Albert Dawes

Personal information
- Full name: Albert George Dawes
- Date of birth: 23 April 1907
- Place of birth: Frimley Green, Surrey
- Date of death: 23 June 1973 (aged 66)
- Place of death: Goring-by-Sea, Sussex
- Height: 5 ft 9 in (1.75 m)
- Position: Forward

Senior career*
- Years: Team / Apps / (Gls)
- 1929–1933: Northampton Town / 164 / (82)
- 1933–1936: Crystal Palace / 105 / (75)
- 1936–1938: Luton Town
- 1938–1939: Crystal Palace / 44 / (16)
- 1939–?: Aldershot
- Total:  / 313 / (173)

= Albert Dawes =

English footballer and cricketer

Albert George Dawes (23 April 1907 – 23 June 1973) was an English professional footballer who played for Northampton Town and Crystal Palace as a forward. He also played one first-class cricket game for Northamptonshire County Cricket Club against Derbyshire in 1933.

Albert's younger brother was Fred Dawes, who also played professionally for both Crystal Palace and Northampton Town.

==Playing career==
Dawes began his playing career with Northampton Town in 1929 and over four seasons made 184 overall appearances for the club, scoring 103 goals. In December 1933, he signed for Crystal Palace as replacement for Peter Simpson who was injured at that time. Dawes went on to make 105 League appearances in his first spell with Palace scoring 75 times. The 1935–36 season was his most successful scoring 38 times, heading the Division Three South list of goal-scorers and receiving a call-up to the England team. However, he did not appear in the side, being named as twelfth-man, in an era without substitutes.

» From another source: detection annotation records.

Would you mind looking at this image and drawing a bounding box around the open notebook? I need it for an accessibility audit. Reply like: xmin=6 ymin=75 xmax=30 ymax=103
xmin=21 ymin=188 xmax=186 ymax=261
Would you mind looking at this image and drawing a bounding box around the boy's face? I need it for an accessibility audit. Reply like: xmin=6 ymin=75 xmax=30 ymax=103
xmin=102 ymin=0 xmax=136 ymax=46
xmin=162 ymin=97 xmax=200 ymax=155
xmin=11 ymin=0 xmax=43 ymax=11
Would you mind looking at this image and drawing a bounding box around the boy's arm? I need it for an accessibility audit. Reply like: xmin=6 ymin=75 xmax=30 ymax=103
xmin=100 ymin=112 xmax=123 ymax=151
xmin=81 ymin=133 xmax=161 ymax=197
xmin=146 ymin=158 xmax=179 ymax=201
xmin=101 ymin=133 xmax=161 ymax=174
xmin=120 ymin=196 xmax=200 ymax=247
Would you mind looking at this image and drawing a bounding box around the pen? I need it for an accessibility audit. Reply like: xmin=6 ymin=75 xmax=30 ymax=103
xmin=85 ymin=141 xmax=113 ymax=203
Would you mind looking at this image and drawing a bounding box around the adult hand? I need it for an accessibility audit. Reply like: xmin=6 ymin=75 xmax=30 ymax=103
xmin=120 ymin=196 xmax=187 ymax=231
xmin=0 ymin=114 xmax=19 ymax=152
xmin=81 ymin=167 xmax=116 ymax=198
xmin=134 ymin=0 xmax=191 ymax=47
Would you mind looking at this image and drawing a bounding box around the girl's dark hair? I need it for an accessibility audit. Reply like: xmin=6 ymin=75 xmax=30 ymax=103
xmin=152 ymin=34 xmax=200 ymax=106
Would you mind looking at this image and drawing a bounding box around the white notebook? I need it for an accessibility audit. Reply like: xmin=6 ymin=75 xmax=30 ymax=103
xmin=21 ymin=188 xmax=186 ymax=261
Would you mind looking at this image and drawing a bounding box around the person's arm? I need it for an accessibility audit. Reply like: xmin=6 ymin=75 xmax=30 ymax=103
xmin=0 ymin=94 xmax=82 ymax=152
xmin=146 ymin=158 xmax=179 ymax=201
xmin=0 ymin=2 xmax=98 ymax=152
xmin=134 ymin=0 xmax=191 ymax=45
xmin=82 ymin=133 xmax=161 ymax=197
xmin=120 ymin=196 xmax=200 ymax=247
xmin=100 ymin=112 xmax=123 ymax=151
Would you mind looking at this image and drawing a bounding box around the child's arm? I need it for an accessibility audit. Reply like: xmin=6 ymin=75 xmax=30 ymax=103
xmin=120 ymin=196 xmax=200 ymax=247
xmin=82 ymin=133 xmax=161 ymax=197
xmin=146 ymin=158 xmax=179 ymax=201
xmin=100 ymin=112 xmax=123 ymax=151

In December 1936, Dawes was allowed to leave Crystal Palace for Luton Town for a "large fee". Luton were at that time promotion contenders and Dawes helped them to the title and promotion in 1937, before returning to Palace in February 1938, after 44 appearances.

Dawes second spell at Crystal Palace was not as successful as the first and he moved on to Aldershot in the close season of 1939, after a further 44 appearances (16 goals).

The out-break of World War II meant the end of Dawes senior professional career but he returned again to Crystal Palace and made appearances throughout the years of wartime regional league football, before retiring in 1946.

==Later career==
Albert Dawes died in Goring-by-Sea, Sussex on 23 June 1973 aged 66.